Julian Carrón guarda oltre il virus
Il teologo e guida di Comunione e Liberazione riflette
sul tempo presente, Contro la paura, la
proposta di una fede che «vive intensamente il reale»
di
Davide Rondoni
Tra
le diverse personalità che a vario titolo hanno fatto uscire libri, instant book
etc. a proposito della situazione impostasi con il Coronavirus, dalle antologie
degli scrittori “di successo“ ai pamphlet di economia, ecco anche il libro
intervista di Julián Carrón con Alberto Savorana, suo capoufficio stampa.
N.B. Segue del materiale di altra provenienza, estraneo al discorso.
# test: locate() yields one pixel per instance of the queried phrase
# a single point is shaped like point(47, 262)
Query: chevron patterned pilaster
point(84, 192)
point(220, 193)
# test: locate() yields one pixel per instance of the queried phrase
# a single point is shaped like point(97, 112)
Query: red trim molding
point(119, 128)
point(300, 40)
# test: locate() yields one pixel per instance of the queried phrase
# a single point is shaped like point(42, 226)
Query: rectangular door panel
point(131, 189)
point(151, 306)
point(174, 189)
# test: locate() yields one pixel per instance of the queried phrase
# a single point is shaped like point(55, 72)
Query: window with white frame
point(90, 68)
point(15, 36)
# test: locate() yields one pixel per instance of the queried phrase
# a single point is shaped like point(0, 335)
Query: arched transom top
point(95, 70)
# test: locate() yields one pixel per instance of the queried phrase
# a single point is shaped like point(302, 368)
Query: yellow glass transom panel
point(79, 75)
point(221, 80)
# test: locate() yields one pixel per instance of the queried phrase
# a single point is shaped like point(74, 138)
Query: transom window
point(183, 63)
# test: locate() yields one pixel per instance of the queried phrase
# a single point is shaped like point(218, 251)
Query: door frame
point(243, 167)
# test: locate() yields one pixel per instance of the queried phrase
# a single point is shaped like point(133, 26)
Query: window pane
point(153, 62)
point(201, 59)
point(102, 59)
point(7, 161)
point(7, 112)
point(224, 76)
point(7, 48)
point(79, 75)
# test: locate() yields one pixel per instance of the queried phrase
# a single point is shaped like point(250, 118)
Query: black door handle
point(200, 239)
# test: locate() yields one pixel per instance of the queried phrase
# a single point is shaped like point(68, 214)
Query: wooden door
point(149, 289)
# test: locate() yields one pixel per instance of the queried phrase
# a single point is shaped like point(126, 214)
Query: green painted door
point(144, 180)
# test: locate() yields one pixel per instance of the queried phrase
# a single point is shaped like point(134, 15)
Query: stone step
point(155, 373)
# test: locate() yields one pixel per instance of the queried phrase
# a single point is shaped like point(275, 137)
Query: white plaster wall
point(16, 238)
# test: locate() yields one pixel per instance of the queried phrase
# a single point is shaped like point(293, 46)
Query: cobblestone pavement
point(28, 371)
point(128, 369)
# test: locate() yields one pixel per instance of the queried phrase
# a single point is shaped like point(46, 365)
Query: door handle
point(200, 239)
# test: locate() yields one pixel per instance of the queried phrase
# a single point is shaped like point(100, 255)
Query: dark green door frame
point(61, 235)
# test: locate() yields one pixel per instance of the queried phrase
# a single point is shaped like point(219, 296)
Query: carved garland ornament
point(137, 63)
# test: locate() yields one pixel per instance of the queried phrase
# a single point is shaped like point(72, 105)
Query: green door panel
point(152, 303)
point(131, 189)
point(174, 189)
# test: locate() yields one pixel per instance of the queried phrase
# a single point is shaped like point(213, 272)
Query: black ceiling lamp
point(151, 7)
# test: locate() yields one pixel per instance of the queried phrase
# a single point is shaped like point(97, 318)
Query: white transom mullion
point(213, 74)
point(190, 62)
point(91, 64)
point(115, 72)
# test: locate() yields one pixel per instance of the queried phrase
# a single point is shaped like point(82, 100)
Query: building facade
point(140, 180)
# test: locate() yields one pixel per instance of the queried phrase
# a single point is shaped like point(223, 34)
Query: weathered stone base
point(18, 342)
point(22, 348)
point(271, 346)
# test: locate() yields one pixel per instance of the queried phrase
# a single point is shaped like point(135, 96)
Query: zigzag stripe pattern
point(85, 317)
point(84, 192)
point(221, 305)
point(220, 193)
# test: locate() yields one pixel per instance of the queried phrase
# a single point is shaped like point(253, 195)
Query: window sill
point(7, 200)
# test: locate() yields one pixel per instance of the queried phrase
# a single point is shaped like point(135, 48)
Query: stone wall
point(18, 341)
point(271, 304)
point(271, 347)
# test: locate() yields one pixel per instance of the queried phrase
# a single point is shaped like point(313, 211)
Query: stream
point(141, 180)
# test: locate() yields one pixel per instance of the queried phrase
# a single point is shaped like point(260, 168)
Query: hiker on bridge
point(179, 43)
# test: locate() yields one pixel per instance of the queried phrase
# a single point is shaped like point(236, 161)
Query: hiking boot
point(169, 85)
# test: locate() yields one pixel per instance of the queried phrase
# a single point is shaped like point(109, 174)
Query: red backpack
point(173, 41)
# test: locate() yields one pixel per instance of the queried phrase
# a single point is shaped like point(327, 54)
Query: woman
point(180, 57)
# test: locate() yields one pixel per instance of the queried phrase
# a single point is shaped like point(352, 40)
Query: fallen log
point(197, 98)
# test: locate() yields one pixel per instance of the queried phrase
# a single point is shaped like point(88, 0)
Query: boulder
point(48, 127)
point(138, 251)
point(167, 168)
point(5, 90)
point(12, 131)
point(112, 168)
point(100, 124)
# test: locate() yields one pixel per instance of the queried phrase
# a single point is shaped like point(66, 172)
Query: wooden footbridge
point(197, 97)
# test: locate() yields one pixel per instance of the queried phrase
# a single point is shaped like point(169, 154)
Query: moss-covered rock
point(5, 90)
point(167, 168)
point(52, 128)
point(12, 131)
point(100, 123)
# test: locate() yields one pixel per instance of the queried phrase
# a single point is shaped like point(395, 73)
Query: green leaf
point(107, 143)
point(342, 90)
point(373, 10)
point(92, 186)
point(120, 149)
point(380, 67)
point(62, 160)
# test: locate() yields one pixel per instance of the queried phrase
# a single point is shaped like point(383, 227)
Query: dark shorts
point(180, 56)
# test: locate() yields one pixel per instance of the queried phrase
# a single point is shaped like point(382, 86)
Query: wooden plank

Una
quarantina di pagine.
Il
sacerdote spagnolo occupa una posizione importante avendo ereditato da don
Giussani il ruolo formale di guida del movimento da lui fondato, Comunione e
Liberazione, presente in tutto il mondo.
Ma
non si tratta di un libro rivolto agli aderenti, come del resto mai sono stati “interni“
i libri
di
don Giussani e altri di don Carrón, bensì un tentativo di lettura, alla luce
della fede, della
situazione
di oggi.
Don
Carrón lo fa in una situazione che fin dal sottotitolo è definita vertiginosa.
Prendendo a prestito parole di molti giornalisti e filosofi oggi à la page, l’autore
mette l’accento su questa specie di “vendetta della realtà“ che ha costretto
metà dell’umanità a una circostanza imprevista. Una situazione, specie in zone
come la Lombardia dove è nato il
movimento
di don Giussani, particolarmente segnata dal dolore. In tale situazione,
secondo Carrón, ci si ridesta da una specie di “comfort zone“ dove si ha
abdicato alle domande fondamentali sui motivi profondi del vivere e intorno a
quello che lo sostiene, quando appare persino privato da quella specie di “uscita
di sicurezza“ costituita da un facile nihilismo che seguiva l’idea nietzschiana
per cui non esiste la realtà ma solo interpretazioni.
La
paura sembra dominare l’orizzonte, ma l’autore azzarda a proporre una
alternativa che non è in una ricetta economica o un banale ottimismo alla “andrà
tutto bene“. No, invita a essere religiosi cioè leali con la realtà.
Era
l’unica “condizione“ che don Giussani chiedeva per essere uomini religiosi, «vivere
intensamente il reale». Del resto il termine re-ligo indica un legame, con la realtà
e il suo Mistero. E da qui nasce la “proposta“di Carròn per vivere l’attualità
senza dimenticare la propria umanità.
Appoggia
la sua proposta a molti esempi di persone oggi toccate in vario modo, e all’esempio
altissimo del vescovo Van Thuan imprigionato per anni in isolamento nelle
galere vietnamite. Si tratta di non censurare la realtà con ideologia e soprattutto
di non riconoscere il divino, ma il divino presente. Ovvero la presenza di
persone che, come avviene per la ragazza il cui amato è per ora “invisibile“ ma
è vivo, sono pronte a riprendere
positività e costruzione.
Il
Dio che ha detto alla vedova di Naim, prima di risorgerle il figlio, “non
piangere“ suscita persone di speranza. Anche ora.
Il
testo forse non si sofferma adeguatamente, come don Giussani invece era solito,
sulla incidenza che il potere ha nel tentare di disegnare quel che percepiamo
come realtà ed educare le nostre reazioni ad essa.
Ma
offre una via in tale vertigine oscura, proponendo non mezze misure ma una
vertigine di vita visitata dalla speranza.